We take the place for them in starting the new traditions our family continues to do.  We love and we gather when we can.  Christmas Eve we gather at the cemetery for our grandfathers birthday.  Happy Birthday Grandpa Alex.  We wish a Merry Christmas to our aunt Arlene buried there with him.  Along with a cousin Zander.  This group right here. Sipping Mexican hot chocolate while sharing stories. Watching the little cousins grow at a rapid crazy rate.  


We closed out our year with plans for each of us to go in way different directions.  One left for Australia.  A small surf town in Warilla. To watch her boyfriend's brother surf. I posted the link to check out just who Nolan is.  A sweet family she's entertwined in.  A core of athletic people. With the same love for their kids.  
She's venturing around the world on the opposite side from us.  Learning the ropes of airports, lost luggage, patience and questioning.  She's learned that mama still helps find the right rope to grab onto in crisis, even if it's luggage. Teaching her to not stop at the first question left unsure or unanswered.  She's learning the changes of food, and people.  



Our other babes on a road trip to Portland Oregon.  A trip bought for Kris as a Christmas gift.  Somewhere new to explore. Something different.  Stopping along the way in San Francisco, then to my parents.  Learning the differences in states. The way it looks, feels, smells, and hopefully the taste of good food.


Mom and Dad are tucked away in our sweet slice of heaven.  A place we work so hard to be able to get to.  It's rained for the last couple of days. Mostly at night.  Last night hearing a thunderstorm rock so loud I quietly made my way into the living room at 2:00am to bring in 2017 with the hope of a good year.  Last year wasn't a bad year. It was a roller coaster.  One that I want off of. One that I'd like to put the very last ticket I purchased right into the trash.  A year filled with hope and new friends.  New nurses I'd bond with.  A doctor that pushed right along with us. My sisterhood of friends that stand me right back up.  My niece whom works her tail off along with school.

My wish for you in the new year is peace.
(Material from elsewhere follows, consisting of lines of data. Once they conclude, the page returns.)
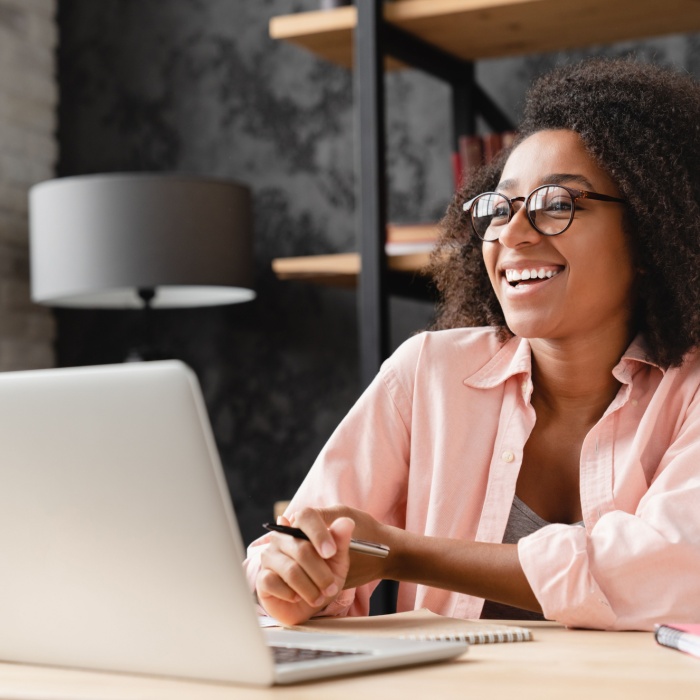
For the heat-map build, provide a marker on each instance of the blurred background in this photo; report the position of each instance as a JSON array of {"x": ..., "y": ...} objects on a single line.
[{"x": 198, "y": 87}]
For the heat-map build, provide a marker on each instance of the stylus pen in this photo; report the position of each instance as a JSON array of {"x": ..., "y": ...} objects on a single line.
[{"x": 361, "y": 546}]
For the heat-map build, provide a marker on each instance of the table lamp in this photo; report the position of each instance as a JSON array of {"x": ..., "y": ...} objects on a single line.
[{"x": 135, "y": 240}]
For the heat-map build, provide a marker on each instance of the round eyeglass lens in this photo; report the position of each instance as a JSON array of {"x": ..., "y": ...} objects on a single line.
[
  {"x": 489, "y": 212},
  {"x": 550, "y": 209}
]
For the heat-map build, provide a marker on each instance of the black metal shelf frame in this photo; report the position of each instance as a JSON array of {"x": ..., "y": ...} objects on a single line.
[{"x": 374, "y": 40}]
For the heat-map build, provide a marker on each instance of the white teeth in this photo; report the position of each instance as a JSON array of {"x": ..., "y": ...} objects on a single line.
[{"x": 518, "y": 275}]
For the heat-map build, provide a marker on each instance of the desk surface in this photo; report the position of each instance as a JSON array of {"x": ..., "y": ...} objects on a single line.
[{"x": 559, "y": 663}]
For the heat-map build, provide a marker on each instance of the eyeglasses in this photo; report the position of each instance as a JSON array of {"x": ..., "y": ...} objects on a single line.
[{"x": 549, "y": 208}]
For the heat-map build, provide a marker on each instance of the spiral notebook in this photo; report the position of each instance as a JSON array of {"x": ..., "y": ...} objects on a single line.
[{"x": 420, "y": 624}]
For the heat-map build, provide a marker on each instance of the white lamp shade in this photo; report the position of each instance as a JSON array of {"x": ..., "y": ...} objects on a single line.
[{"x": 96, "y": 240}]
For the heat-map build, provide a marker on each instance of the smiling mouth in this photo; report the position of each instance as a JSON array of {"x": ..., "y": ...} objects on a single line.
[{"x": 520, "y": 277}]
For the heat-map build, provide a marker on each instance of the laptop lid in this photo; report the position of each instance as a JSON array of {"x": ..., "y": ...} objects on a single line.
[{"x": 119, "y": 546}]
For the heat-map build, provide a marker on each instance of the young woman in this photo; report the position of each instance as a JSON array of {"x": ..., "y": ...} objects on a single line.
[{"x": 540, "y": 452}]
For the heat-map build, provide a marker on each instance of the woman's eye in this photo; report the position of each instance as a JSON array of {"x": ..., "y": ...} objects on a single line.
[{"x": 558, "y": 205}]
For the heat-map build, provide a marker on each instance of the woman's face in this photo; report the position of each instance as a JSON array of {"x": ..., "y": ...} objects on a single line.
[{"x": 590, "y": 287}]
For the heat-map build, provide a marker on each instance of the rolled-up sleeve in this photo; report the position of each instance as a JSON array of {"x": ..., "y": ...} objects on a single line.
[{"x": 628, "y": 570}]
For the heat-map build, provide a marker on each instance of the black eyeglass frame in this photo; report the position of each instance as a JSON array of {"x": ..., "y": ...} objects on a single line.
[{"x": 574, "y": 193}]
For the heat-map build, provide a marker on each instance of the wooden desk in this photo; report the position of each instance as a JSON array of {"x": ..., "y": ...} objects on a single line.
[{"x": 559, "y": 664}]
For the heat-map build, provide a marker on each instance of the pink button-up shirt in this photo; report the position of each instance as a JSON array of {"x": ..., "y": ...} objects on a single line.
[{"x": 435, "y": 445}]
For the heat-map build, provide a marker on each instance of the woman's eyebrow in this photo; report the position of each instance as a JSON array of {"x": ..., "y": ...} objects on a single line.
[
  {"x": 551, "y": 179},
  {"x": 562, "y": 178}
]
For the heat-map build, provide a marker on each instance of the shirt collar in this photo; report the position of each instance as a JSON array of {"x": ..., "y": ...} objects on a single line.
[
  {"x": 515, "y": 358},
  {"x": 512, "y": 359}
]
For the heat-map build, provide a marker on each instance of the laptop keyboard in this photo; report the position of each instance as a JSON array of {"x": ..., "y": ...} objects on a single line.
[{"x": 288, "y": 655}]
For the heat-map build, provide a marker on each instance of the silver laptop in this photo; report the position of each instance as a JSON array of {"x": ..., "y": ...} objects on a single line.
[{"x": 119, "y": 548}]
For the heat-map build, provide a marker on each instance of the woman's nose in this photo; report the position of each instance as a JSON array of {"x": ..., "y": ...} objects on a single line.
[{"x": 519, "y": 231}]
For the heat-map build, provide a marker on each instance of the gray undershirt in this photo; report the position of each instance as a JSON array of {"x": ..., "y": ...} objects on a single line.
[{"x": 522, "y": 521}]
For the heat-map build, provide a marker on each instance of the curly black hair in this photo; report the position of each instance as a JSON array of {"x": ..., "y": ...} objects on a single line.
[{"x": 641, "y": 124}]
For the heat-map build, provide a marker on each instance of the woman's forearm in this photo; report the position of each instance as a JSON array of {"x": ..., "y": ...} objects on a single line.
[{"x": 481, "y": 569}]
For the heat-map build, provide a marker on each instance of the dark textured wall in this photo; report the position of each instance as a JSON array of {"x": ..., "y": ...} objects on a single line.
[{"x": 196, "y": 86}]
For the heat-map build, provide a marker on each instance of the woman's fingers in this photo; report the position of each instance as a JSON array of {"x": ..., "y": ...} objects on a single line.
[
  {"x": 311, "y": 521},
  {"x": 298, "y": 568}
]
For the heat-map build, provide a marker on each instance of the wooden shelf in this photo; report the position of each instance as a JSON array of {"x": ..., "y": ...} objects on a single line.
[
  {"x": 341, "y": 270},
  {"x": 475, "y": 29}
]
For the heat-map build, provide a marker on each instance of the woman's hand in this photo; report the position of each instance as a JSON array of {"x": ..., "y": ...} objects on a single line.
[{"x": 298, "y": 578}]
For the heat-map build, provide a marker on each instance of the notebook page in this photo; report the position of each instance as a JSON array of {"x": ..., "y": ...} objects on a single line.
[{"x": 419, "y": 624}]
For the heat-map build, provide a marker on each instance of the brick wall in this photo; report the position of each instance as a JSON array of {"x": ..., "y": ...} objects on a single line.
[{"x": 28, "y": 154}]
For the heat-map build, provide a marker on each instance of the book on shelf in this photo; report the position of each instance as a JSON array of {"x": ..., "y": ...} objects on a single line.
[
  {"x": 474, "y": 151},
  {"x": 407, "y": 239},
  {"x": 420, "y": 624},
  {"x": 684, "y": 637}
]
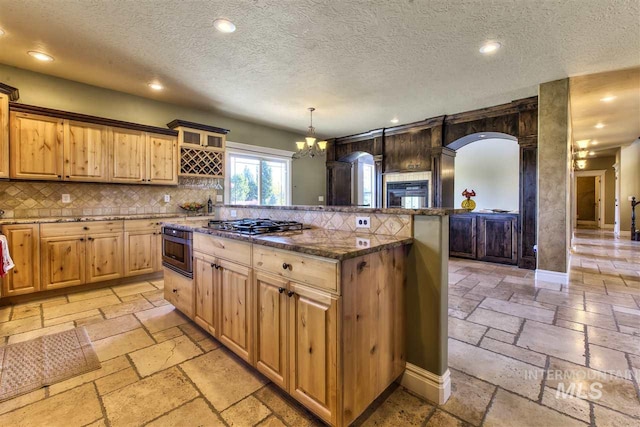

Without peace we become humans without hope.  When you stare at the word peace, it means that you yearn for better things.  Not things you can buy.  You can't buy kindness. You can't buy manners. You can't buy nice.  You can simply be that example.  To the new generation of humans around you.  You can share a smile.  Or offer a compliment.  Sharing PEACE.

May your blessings be filled with all that you desire.

Be kind to animals.  Elders.  And homeless.

Love to you in 2017.

Man, I can't believe I'll be forty seven.  It feels like yesterday I was 37.

This Mama Warrior, lover of peace, and human filled with hope.

ps.  Please donate blood or platelets this year if possible.  I'm alarmed at the rate of continued necessity.
Truly eye wakening.  

1 comment:

Unknown said...

Wow. What a year. Thanks, as always for sharing your love n life.